I've found that implicits are best used locally, and in places where their scope is obvious:
def getFoo(fooId: Long)(implicit connection: java.sql.Connection) {
...SQL library finds implicit connection...
}
I'm generally a big fan of Python's approach - explicit is better than implicit. Scala implicits are occasionally useful, particularly when used in moderation.
Unfortunately the most popular libraries (Akka and Scalaz) are big culprits in overuse of implicits. So while it's good to avoid them, it's not always possible.
Smaller is better
This one goes without saying, but nevertheless I often avoid it. The less code you have, the less time it will take to compile. Be liberal about deleting code. If it isn't used, and won't be used in the immediate future, kill it - it's only slowing you down. It's always a good exercise to delete code and see if everything compiles just fine without it. If it does, you probably didn't need it.
Deleted code is also very easy to maintain.
Slow compilation is a spanking for a bad boy
The Scala compiler is slow, make no mistake. Combining wanna-be Haskell style type inference with Java style subtyping and type erasure and you get, well, a lot of work for the compiler. Resolving implicits only makes things worse. (You also get a lot of work for the developers forced to fight with all this complexity.)

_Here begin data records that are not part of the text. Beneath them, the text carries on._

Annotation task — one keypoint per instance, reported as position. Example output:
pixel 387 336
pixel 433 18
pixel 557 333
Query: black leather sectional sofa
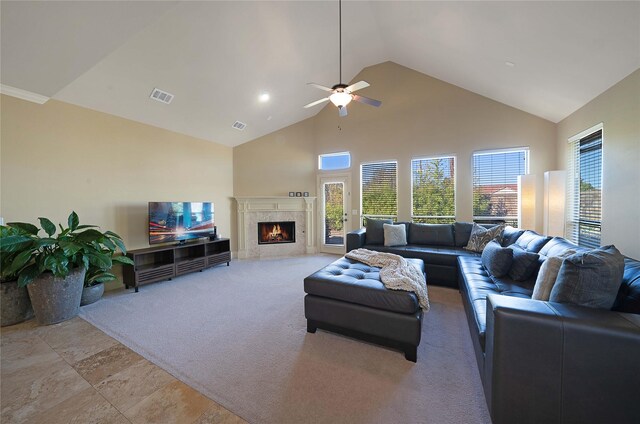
pixel 540 362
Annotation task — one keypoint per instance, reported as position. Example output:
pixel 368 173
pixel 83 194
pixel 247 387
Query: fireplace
pixel 276 232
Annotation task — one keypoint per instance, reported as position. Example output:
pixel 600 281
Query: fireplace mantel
pixel 274 206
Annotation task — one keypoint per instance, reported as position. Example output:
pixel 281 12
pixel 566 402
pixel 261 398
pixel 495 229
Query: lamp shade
pixel 554 202
pixel 527 202
pixel 340 98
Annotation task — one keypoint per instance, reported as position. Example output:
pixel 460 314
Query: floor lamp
pixel 527 202
pixel 555 183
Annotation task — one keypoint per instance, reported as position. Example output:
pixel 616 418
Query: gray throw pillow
pixel 375 233
pixel 394 235
pixel 548 274
pixel 497 259
pixel 590 278
pixel 480 236
pixel 524 265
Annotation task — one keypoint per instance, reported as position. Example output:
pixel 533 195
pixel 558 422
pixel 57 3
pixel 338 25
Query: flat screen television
pixel 179 221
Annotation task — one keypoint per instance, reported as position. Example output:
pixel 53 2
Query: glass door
pixel 334 217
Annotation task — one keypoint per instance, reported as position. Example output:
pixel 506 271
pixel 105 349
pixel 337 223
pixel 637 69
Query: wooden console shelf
pixel 165 262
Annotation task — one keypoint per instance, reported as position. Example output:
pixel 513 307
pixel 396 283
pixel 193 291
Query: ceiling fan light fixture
pixel 340 98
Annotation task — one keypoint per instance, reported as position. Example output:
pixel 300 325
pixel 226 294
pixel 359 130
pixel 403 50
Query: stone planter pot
pixel 91 294
pixel 56 299
pixel 15 305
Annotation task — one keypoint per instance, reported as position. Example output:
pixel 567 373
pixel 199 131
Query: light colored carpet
pixel 238 335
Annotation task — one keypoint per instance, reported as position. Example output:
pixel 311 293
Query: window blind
pixel 433 190
pixel 585 191
pixel 379 190
pixel 495 184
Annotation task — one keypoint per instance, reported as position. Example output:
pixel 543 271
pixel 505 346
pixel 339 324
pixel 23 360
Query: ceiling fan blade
pixel 357 86
pixel 317 102
pixel 321 87
pixel 362 99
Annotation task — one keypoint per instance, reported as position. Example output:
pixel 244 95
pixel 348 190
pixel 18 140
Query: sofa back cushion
pixel 375 231
pixel 431 234
pixel 497 259
pixel 532 241
pixel 591 278
pixel 510 235
pixel 628 299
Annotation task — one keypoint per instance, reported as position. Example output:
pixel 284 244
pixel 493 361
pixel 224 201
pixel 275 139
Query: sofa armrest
pixel 356 239
pixel 558 363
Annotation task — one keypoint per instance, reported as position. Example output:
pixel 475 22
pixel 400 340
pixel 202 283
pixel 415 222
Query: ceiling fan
pixel 342 94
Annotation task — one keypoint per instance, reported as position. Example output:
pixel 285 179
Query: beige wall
pixel 58 157
pixel 420 116
pixel 618 109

Speeding up the compiler is a very important project (perhaps the #2, after simplifying collections) and the scala world needs to improve it. But at the same time, a lot of the slow compilation issues are justa result of the compiler finding it difficult to figure out code which is overcomplicated. Every time I perform a major simplification, I find that the compiler becomes noticeably faster. So if your code is slow to compile/recompile, treat that as a code smell. If it takes the compiler 20 seconds to figure out your code, think about how long it will take you or your fellow developers to do the same.